Good day im newbie here and im tackling graphql and im having some problem on mutation can someone explain this block of code for me thank you
RootMutation: {
createAuthor: (root, args) => { return Author.create(args); },
createPost: (root, { authorId, tags, title, text }) => {
return Author.findOne({ where: { id: authorId } }).then( (author) => {
console.log('found', author);
return author.createPost( { tags: tags.join(','), title, text });
});
},
},
Sure, this is an example of two mutations in a GraphQL server. We can break it down to understand what is going on.
First let's look at the type system. A GraphQL schema normally has two root fields query and mutation (and sometimes subscription). These root fields are the root of your data hierarchy and expose the queries (GET requests) and mutations (POST, PUT, DELETE, etc requests) that you have access to.
By the looks of it you are implementing a schema with a root mutation type that looks like this:
type Mutation {
createAuthor: Author
createPost: Post
}
A type in GraphQL is made up of a set of fields each of which can have an associated resolver. Resolvers in GraphQL are like the event handlers you would attach to endpoints in REST.
The code that you have above is defining two resolvers that will handle the logic associated with the createAuthor and createPost mutations. I.E. the code in the createPost resolver is what will be run when I issue a query like this:
mutation CreatePost($post: CreatePostInput!) {
createPost(input: $post) {
id
title
tags
text
}
}
The GraphQL runtime parses the query and routes the operation to the correct resolver depending on the content of the query. In this example, it would see that I am calling the createPost mutation and would make sure to call the createPost resolver which in your case looks like this:
createPost: (root, { authorId, tags, title, text }) => {
return Author.findOne({ where: { id: authorId } }).then( (author) => {
console.log('found', author);
return author.createPost( { tags: tags.join(','), title, text });
});
},
To understand how a resolver works, let's look at the GraphQLFieldResovler type definition from graphql-js
export type GraphQLFieldResolver<TSource, TContext> = (
source: TSource,
args: { [argName: string]: any },
context: TContext,
info: GraphQLResolveInfo
) => mixed;
As you can see a GraphQLFieldResolver is a function that takes 4 arguments.

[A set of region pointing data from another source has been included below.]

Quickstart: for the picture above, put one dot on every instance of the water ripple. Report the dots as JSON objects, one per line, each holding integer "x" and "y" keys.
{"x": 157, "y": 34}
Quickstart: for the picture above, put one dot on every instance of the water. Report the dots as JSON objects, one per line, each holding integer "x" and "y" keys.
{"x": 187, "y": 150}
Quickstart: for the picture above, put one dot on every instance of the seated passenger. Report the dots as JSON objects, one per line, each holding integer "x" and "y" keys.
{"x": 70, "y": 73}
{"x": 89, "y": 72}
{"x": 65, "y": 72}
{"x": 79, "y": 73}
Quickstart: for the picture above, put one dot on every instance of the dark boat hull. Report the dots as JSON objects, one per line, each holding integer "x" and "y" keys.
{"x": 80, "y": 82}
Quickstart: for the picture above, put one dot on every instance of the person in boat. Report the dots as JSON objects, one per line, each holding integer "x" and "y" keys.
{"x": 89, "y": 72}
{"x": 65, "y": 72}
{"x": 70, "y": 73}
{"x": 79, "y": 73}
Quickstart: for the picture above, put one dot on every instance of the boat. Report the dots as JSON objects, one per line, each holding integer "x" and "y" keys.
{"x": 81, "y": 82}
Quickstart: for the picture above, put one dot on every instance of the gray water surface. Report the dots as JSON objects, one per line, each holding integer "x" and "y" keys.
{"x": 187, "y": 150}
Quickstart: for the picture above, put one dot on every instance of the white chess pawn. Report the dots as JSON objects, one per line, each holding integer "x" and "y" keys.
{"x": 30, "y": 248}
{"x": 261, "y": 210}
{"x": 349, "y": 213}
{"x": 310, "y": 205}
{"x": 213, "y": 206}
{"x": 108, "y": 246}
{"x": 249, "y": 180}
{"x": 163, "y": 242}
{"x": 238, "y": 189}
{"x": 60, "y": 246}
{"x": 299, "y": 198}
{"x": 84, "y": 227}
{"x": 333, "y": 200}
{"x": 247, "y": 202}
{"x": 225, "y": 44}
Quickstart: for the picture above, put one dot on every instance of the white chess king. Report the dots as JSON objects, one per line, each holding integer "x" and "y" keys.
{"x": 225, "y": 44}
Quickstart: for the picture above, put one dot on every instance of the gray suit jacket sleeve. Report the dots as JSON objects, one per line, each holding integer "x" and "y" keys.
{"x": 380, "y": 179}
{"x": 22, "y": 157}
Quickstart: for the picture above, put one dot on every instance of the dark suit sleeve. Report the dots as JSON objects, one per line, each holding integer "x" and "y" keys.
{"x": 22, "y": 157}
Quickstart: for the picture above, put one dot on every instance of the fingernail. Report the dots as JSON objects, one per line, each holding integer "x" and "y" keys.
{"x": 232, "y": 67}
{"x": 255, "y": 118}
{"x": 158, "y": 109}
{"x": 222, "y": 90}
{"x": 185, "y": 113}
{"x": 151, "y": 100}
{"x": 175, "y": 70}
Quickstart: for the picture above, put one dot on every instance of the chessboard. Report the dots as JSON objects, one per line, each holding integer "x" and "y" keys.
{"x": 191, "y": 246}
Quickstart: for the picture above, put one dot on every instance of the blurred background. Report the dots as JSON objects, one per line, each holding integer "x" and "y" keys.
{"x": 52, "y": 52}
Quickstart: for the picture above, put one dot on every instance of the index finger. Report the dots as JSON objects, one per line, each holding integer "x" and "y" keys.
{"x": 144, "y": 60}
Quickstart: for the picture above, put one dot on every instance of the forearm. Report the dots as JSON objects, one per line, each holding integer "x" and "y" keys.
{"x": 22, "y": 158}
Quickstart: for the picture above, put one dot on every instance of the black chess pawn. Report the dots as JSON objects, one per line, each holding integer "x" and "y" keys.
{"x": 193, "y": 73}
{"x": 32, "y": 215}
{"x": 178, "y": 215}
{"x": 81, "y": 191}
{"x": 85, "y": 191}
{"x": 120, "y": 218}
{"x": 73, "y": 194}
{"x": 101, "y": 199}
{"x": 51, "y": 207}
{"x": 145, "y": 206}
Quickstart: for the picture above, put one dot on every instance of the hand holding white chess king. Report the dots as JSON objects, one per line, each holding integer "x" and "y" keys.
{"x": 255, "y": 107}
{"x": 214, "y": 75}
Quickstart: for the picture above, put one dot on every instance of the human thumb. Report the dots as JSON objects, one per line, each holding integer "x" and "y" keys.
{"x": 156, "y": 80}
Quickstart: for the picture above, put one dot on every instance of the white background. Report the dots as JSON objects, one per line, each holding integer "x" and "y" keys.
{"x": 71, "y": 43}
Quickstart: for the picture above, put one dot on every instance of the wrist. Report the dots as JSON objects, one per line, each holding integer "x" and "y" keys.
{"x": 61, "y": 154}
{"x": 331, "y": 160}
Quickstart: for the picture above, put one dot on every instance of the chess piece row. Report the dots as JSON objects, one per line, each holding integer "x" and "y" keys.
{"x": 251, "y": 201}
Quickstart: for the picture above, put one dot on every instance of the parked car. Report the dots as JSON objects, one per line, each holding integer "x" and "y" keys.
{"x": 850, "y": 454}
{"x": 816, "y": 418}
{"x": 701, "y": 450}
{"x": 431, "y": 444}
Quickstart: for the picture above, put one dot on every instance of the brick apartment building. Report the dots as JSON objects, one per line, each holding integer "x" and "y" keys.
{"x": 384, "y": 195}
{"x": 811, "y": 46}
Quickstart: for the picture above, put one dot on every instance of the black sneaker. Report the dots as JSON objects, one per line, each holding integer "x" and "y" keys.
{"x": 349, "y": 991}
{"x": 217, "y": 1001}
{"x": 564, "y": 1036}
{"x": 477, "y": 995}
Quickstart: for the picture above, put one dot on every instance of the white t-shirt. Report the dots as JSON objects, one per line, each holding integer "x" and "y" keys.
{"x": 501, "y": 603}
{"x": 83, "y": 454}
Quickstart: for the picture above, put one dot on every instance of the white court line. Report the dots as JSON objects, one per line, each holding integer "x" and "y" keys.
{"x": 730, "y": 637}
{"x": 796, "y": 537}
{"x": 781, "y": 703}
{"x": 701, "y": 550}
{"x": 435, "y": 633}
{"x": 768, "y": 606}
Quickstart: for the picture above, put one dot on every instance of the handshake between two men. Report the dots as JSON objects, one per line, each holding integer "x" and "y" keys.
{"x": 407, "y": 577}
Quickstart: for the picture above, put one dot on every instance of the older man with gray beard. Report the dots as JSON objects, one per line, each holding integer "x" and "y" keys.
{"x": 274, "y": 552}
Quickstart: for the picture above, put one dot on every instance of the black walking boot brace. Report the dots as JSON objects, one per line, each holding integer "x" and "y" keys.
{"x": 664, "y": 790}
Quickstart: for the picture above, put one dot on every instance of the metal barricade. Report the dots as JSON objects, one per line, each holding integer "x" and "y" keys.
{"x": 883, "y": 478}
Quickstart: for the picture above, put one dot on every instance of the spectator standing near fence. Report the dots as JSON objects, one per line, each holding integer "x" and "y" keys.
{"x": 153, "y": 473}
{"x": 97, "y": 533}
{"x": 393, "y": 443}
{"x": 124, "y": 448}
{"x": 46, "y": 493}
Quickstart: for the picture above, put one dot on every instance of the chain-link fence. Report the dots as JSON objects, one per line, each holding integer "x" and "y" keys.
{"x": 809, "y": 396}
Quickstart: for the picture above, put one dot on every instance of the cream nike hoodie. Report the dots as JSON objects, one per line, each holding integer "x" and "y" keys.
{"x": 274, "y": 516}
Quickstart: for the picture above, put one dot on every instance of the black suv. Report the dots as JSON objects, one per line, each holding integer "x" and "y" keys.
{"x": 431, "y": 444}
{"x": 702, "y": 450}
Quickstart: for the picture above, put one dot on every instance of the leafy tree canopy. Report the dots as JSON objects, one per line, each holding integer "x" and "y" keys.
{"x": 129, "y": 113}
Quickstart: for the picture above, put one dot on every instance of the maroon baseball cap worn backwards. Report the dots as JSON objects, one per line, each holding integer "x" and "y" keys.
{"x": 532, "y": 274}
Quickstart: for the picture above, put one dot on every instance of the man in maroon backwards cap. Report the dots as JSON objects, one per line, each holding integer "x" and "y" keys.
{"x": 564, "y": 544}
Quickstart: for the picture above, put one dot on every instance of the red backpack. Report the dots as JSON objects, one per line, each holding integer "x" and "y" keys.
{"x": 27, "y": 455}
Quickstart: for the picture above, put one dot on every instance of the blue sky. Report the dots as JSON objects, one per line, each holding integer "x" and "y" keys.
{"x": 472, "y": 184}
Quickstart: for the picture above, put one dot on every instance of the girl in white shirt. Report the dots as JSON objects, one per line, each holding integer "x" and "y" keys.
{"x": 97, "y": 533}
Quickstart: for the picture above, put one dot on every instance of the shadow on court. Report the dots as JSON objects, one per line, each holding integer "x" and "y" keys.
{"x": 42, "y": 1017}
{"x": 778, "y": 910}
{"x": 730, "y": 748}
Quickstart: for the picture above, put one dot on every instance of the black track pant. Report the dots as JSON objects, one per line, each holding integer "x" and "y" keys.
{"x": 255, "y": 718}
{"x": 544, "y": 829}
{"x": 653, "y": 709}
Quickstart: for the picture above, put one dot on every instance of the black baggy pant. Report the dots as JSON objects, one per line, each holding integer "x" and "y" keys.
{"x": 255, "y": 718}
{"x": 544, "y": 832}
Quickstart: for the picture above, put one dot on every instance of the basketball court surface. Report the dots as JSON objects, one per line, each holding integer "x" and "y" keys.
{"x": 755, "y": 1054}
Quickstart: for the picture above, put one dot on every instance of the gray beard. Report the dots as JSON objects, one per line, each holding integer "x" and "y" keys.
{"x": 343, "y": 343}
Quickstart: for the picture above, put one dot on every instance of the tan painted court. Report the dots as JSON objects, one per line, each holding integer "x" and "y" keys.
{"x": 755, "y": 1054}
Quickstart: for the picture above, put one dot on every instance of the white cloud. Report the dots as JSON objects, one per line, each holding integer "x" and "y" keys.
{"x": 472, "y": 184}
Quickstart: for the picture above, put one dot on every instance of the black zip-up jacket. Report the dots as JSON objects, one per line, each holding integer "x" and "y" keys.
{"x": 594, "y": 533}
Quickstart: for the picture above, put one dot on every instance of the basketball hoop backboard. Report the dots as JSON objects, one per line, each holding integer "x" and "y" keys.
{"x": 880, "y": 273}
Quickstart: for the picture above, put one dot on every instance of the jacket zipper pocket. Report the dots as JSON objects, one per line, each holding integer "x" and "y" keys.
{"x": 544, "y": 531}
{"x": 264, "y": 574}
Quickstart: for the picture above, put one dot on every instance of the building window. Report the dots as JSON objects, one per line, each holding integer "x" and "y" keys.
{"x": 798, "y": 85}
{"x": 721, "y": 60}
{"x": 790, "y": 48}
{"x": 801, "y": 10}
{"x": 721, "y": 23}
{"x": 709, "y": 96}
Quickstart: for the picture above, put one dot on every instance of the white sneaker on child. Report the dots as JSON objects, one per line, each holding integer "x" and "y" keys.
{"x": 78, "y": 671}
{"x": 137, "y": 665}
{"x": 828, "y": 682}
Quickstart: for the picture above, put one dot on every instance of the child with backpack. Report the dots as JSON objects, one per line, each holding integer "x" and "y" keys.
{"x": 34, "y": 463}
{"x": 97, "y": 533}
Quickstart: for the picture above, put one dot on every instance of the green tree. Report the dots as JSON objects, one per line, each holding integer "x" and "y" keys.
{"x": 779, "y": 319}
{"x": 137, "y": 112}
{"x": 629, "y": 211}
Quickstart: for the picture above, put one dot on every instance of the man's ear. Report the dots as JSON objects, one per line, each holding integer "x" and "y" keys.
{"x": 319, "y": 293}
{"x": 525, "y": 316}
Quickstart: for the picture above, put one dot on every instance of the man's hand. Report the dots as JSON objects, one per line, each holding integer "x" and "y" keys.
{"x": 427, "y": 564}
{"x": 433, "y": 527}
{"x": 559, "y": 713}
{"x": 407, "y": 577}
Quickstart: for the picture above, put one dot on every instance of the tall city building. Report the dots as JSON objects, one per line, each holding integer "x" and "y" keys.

source: The source is the parent object of the current field. For example if you were defining a resolver for a field fullName on the User type, the source would be the full user object.
args: The args are any input arguments for that resolver. In my query above it would contain the value of the $post variable.
context: Context is a global context for a GraphQL execution. This is useful for passing information around that a resolver might need. For example, you include a database connection that you can use from your resolvers without importing it in every file.
info: The info object contains information about your GraphQL schema, the query, and other information such as the path to the current resolver being executed. This is useful in many ways. Here is one post talking about how you can use it to precompute queries: (https://scaphold.io/community/blog/querying-relational-data-with-graphql/)
This idea of having types and field resolvers is part of what makes GraphQL so powerful. Once you've defined you type system and the resolvers for their fields you can structure your schema however you want and GraphQL will always make sure to call the correct resolver no matter how deeply nested a query might be.